Data Practitioners and Their Obligation to the Public

Data scraping is the process of obtaining technological information about an entity from a digital space. I view data scraping in today’s world as a process for obtaining information about a person or group of people. More often than not, this information is obtained without people’s knowledge or consent, ultimately because it is a relatively new technological concept that only recently has been brought to the public eye.

This is the heart of the problem with data scraping: the majority of people have no idea this practice exists or what this means for their personal information. Moreover, since there is such a lack of worldly knowledge about data scraping/practitioners, there are no sufficient laws or regulations to aid in the prevention of these practices (Vallor, 3).

We arrive at the issue of how technological advancement surpasses general world knowledge, ultimately introducing the ethical obligations data practitioners have to the public in which they scrape data from.

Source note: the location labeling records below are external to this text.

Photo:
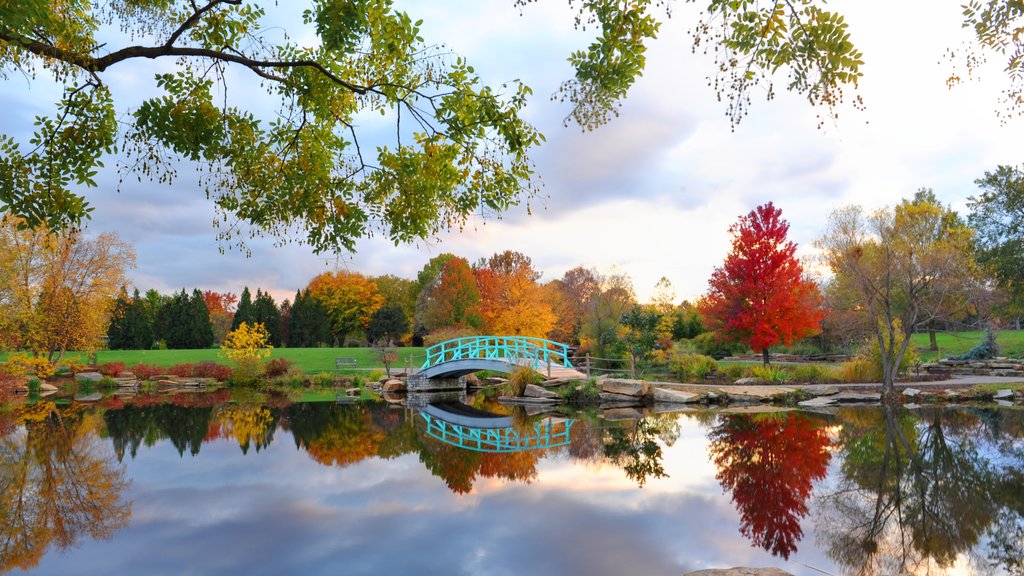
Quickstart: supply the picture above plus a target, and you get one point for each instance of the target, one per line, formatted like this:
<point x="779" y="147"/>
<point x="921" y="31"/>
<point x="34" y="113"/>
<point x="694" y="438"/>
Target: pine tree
<point x="246" y="311"/>
<point x="266" y="313"/>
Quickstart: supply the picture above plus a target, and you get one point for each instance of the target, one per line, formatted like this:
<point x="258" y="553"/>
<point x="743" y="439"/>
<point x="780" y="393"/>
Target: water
<point x="201" y="485"/>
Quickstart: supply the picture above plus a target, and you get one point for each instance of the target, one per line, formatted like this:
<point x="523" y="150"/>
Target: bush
<point x="692" y="366"/>
<point x="708" y="343"/>
<point x="278" y="367"/>
<point x="111" y="368"/>
<point x="771" y="374"/>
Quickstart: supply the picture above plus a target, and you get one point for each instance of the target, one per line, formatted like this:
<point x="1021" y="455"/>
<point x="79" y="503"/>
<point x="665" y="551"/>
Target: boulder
<point x="674" y="397"/>
<point x="625" y="387"/>
<point x="534" y="391"/>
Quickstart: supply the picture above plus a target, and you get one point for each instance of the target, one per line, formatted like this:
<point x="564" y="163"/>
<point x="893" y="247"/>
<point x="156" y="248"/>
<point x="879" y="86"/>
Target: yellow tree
<point x="350" y="299"/>
<point x="512" y="301"/>
<point x="56" y="291"/>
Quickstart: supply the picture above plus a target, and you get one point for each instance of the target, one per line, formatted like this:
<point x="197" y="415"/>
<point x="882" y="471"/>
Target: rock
<point x="856" y="397"/>
<point x="739" y="572"/>
<point x="674" y="397"/>
<point x="820" y="389"/>
<point x="622" y="414"/>
<point x="624" y="386"/>
<point x="818" y="402"/>
<point x="534" y="391"/>
<point x="621" y="398"/>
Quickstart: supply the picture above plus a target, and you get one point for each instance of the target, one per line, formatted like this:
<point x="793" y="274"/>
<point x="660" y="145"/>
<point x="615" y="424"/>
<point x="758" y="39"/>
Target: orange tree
<point x="759" y="296"/>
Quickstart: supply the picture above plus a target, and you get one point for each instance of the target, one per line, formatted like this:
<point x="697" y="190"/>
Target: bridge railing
<point x="535" y="352"/>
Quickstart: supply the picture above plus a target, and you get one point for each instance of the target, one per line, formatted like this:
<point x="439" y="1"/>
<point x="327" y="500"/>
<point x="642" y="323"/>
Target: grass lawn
<point x="952" y="343"/>
<point x="309" y="360"/>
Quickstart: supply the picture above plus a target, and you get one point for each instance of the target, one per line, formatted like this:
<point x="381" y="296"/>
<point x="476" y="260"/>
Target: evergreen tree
<point x="137" y="324"/>
<point x="199" y="325"/>
<point x="246" y="311"/>
<point x="117" y="337"/>
<point x="266" y="313"/>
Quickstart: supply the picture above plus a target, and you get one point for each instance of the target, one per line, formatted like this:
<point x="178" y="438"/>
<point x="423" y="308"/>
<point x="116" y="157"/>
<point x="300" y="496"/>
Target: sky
<point x="651" y="194"/>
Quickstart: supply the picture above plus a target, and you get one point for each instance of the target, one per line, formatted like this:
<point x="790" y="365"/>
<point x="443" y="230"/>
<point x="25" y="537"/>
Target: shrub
<point x="111" y="368"/>
<point x="771" y="374"/>
<point x="278" y="367"/>
<point x="692" y="366"/>
<point x="708" y="343"/>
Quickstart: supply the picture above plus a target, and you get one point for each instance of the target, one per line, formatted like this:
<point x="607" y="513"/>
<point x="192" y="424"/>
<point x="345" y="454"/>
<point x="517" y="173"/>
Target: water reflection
<point x="57" y="485"/>
<point x="884" y="491"/>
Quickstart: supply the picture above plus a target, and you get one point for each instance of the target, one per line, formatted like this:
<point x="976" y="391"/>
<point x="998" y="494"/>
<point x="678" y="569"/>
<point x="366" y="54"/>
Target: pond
<point x="210" y="484"/>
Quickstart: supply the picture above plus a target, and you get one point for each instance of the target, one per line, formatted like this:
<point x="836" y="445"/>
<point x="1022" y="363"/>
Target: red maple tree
<point x="770" y="465"/>
<point x="760" y="296"/>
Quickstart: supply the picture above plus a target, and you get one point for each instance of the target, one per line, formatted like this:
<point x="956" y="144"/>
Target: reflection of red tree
<point x="770" y="464"/>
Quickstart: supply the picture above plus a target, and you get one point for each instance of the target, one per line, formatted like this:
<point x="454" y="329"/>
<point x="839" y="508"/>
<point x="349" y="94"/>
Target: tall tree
<point x="904" y="266"/>
<point x="56" y="291"/>
<point x="349" y="299"/>
<point x="759" y="296"/>
<point x="997" y="218"/>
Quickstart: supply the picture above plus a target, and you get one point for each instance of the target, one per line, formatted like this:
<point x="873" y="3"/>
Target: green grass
<point x="952" y="343"/>
<point x="308" y="360"/>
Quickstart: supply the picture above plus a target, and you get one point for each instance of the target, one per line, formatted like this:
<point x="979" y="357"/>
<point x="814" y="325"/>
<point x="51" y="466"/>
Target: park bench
<point x="344" y="363"/>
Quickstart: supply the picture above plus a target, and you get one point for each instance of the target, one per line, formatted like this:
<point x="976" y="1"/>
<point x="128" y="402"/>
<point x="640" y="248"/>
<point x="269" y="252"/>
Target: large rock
<point x="739" y="572"/>
<point x="534" y="391"/>
<point x="674" y="397"/>
<point x="625" y="387"/>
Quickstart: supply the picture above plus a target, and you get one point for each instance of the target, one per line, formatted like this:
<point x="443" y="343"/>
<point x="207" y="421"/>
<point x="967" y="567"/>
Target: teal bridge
<point x="459" y="357"/>
<point x="469" y="428"/>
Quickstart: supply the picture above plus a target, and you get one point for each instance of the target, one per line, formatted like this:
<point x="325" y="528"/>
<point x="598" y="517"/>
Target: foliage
<point x="247" y="347"/>
<point x="24" y="365"/>
<point x="387" y="325"/>
<point x="295" y="167"/>
<point x="912" y="262"/>
<point x="56" y="291"/>
<point x="349" y="298"/>
<point x="709" y="343"/>
<point x="692" y="367"/>
<point x="770" y="464"/>
<point x="760" y="296"/>
<point x="997" y="218"/>
<point x="278" y="367"/>
<point x="988" y="348"/>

The specific problems introduced by data scraping are those of security and privacy at a macro and micro level. Focusing on the work of Shannon Vallor, a professor of Philosophy at Santa Clara University, case study 4 discusses the ethical obligations that were violated by data practitioners (Vallor, 33).

On a micro level, the users of OkCupid disclosed personal information under the impression that only other users would be utilizing this information with the intention of forming a relationship. The technologists behind the study obtained the personal information of OkCupid users with the intention of publicizing the data, in a context that these users did not agree or consent to. It is significant to add that the data sets that were publicized, paired with other data sets, drastically increases the odds of the identities of these users being exposed as well. The authors wrote in their paper regarding their study:

“Some may object to the ethics of gathering and releasing this data…However, all the data found in the dataset are or were already publicly available, so releasing this dataset merely presents it in a more useful form”

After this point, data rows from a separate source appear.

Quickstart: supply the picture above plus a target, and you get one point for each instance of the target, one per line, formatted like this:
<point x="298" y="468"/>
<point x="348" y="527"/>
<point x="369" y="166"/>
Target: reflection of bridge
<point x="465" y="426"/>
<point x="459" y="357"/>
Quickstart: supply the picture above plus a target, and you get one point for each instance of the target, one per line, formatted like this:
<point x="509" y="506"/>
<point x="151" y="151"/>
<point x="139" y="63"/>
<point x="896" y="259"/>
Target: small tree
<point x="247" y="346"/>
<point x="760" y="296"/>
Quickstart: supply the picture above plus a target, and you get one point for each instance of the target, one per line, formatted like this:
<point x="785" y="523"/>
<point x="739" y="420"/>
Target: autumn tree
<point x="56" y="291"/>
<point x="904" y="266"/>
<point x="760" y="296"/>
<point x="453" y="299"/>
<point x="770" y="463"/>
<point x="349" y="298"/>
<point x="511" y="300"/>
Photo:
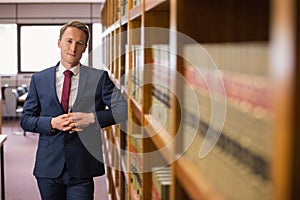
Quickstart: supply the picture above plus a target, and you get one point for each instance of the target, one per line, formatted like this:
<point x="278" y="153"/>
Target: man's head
<point x="73" y="41"/>
<point x="75" y="24"/>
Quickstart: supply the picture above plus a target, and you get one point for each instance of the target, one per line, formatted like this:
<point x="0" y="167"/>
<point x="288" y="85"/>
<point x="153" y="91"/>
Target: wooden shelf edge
<point x="111" y="28"/>
<point x="150" y="4"/>
<point x="124" y="19"/>
<point x="136" y="11"/>
<point x="160" y="137"/>
<point x="193" y="181"/>
<point x="136" y="109"/>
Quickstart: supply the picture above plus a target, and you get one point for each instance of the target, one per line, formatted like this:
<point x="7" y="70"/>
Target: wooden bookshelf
<point x="255" y="155"/>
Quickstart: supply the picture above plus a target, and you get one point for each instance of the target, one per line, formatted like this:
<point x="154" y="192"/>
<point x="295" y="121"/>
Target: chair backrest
<point x="21" y="91"/>
<point x="10" y="103"/>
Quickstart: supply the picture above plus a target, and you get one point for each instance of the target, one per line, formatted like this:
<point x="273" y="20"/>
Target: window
<point x="8" y="50"/>
<point x="39" y="47"/>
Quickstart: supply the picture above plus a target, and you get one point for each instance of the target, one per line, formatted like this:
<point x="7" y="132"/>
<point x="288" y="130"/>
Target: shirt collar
<point x="74" y="69"/>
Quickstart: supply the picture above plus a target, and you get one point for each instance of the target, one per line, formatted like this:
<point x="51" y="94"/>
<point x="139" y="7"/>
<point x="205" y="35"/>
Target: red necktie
<point x="66" y="90"/>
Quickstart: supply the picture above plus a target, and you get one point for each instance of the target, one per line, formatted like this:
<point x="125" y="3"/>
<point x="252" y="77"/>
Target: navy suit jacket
<point x="80" y="153"/>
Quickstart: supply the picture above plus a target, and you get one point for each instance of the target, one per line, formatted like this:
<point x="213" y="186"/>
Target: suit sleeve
<point x="31" y="120"/>
<point x="112" y="97"/>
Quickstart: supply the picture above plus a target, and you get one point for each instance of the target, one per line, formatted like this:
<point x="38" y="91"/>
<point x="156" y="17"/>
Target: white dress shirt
<point x="74" y="83"/>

This statement acknowledges that information was taken and purposefully presented in a different form, however, the consent to take this information in the first place was never granted by the users of OkCupid. Irrespective of the legality of this technology, data practitioners have an obligation to the public to not expose or present information in an unintended context.

On a macro level, the data practitioners should have acted under ethical obligation instead of justifying their actions through a lack of technological laws/regulations. The authors of the study were not cautious of the terms and policy of the site either, ultimately justifying unlawful practices for future data practitioners to follow, given that very few regulations are currently in place. One of the authors, Kirkegaard, when asked about the site and their policies for data scraping tweeted:

“Don’t know, don’t ask. :)”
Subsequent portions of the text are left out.